Charlie Weston: Irish society paying very high price for far-reaching insurance crisis and soaring premiums
The fabric of Irish society is threatened with major change, and not in a good way. The culprit this time is insurance. The insurance crisis has far-reaching and worrying consequences.
Soaring premiums are putting at risk activities as diverse as street festivals, farmers' marts, tidy town efforts, children's play centres and sports events.
In the past two years alone, 75 street festivals have collapsed due to unsustainable rises in public liability insurance costs, says the Association of Irish Festivals and Events. Farmers' marts are threatened with closure due to drastic rises in insurance costs, the Oireachtas Finance Committee was told.

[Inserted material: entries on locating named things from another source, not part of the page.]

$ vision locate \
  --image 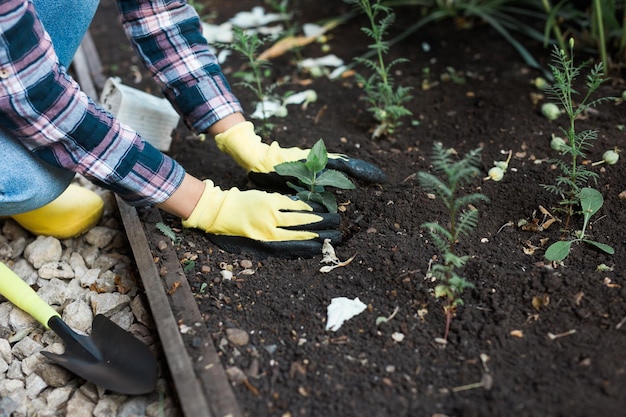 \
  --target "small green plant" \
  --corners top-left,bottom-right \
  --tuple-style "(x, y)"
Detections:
(274, 139), (355, 213)
(545, 187), (615, 261)
(543, 39), (613, 230)
(418, 143), (489, 340)
(349, 0), (412, 139)
(230, 26), (276, 135)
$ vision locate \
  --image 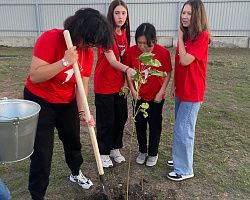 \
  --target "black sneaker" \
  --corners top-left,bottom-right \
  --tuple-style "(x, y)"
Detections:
(167, 160), (174, 167)
(167, 172), (194, 181)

Manager of Donegal Livestock Mart Eimear McGuinness told the committee she was annoyed with the mart's insurer which paid out on what she said was a questionable claim. She said there is a field across from the mart and a man said he had been bitten by a horse in it. The mart does not own or keep animals. Despite this, the insurer paid up when a claim was made against the mart.

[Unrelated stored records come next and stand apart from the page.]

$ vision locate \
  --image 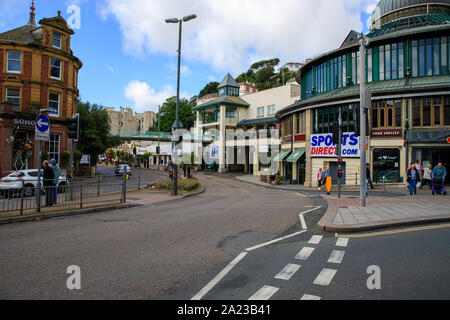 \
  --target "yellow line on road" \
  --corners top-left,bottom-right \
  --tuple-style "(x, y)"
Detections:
(335, 223), (450, 238)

Who could blame insurers, given inconsistent court decisions? Last week, a Co Dublin taxi driver - who has made eight personal injury claims in as many years but failed to disclose most of them to insurers - had his latest claim thrown out.
And a former model was told by a judge she was part of a contrived accident which led to claims by herself and three of her sisters-in- law for damages totalling €240,000. Julieanne Joyce (23), whose husband Patrick Joyce is serving a 14-year prison sentence for his part in an aggravated burglary, and her three in-laws were ordered to pay legal costs after their claims were thrown out of court.
It is good to see questionable cases are now being thrown out of court. But this message is still not getting through to the small minority of lawyers waging an economic war against the insured public by representing clients making spurious claims, to say nothing of exaggerated and false claims.
There is seldom a consequence for those taking false claims, while their lawyers never seem to have to answer for their actions. Too many claimants are still gaming the personal injuries process, legal costs are too high, and it takes too long for cases to get to court, adding hugely to the costs.
Society is paying the price for over-generous awards, a lack of determination to go after false claimants, and for lawyers, and insurers who are too eager to settle, rather than fight, questionable claims.